Mais l'ours qui symbolise le marché baissier a officiellement mis sa patte sur les parquets boursiers mondiaux, hier. L'indice MSCI All-Contry World est en baisse de 22% par rapport à son sommet de mai dernier.

En Europe, c'est pire encore. Avec le plongeon de 4,9% hier, l'indice EuroStoxx 50 est en baisse de 35% depuis son sommet de février dernier. Il se trouve presque aussi bas que lors des pires moments de la crise financière en 2009.

Opération Twist

L'opération Twist dévoilée mercredi par la Réserve Fédérale américaine (Fed) a été très mal accueillie par les investisseurs qui doutent de son efficacité.

La Fed a l'intention de vendre pour 400 milliards US d'obligations du gouvernement américain d'une échéance de moins de trois ans, pour racheter des obligations à plus longue échéance, soit entre 6 et 30 ans. L'objectif est de faire baisser les taux à long terme, pour stimuler l'économie en encourageant les entreprises et les consommateurs à emprunter.

«Mais l'opération Twist aura un impact limité. Les entreprises prennent leurs décisions d'investissement en fonction des perspectives de croissance économique, et non pas en fonction des taux d'intérêt», estime David Driscoll, vice-président et gestionnaire d'actions étrangères chez Seamark Asset Management.

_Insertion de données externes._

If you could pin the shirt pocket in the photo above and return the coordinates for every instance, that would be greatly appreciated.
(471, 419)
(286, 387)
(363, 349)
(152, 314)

Les investisseurs ont plutôt retenu les commentaires sombres de la Fed sur l'économie. «Le gouvernement a fait ressurgir le spectre d'une nouvelle récession, alors que la plupart des économistes prévoyaient une longue période de faible croissance», rapporte M. Driscoll.

La Fed a aussi surpris les marchés en décidant d'acheter des obligations avec une échéance aussi longue.

Près du tiers des achats de la Fed viseront des Treasuries de 20 à 30 ans, note Ed Sollbach, stratège chez Valeurs mobilières Desjardins.

Cela a fait reculer le rendement des obligations de 30 ans de 0,44% en deux jours, à un creux de 2,79%. Il s'agit d'un des reculs les plus marqués depuis la fin des années 70.

Les entreprises qui ont des dettes profiteront d'une baisse de leurs coûts d'emprunt, souligne M. Sollbach. Mais, surtout, les propriétaires qui ont un bon dossier de crédit pourront refinancer leur maison et bénéficier d'une baisse de leurs paiements mensuels.

Par contre, l'opération Twist risque de miner les profits des banques. «Les banques empruntent à court terme et prêtent à long terme. L'écart entre les taux d'intérêt à court et à long terme leur permet de faire des profits. Si cet écart rétrécit, leur marge sera comprimée», dit M. Driscoll.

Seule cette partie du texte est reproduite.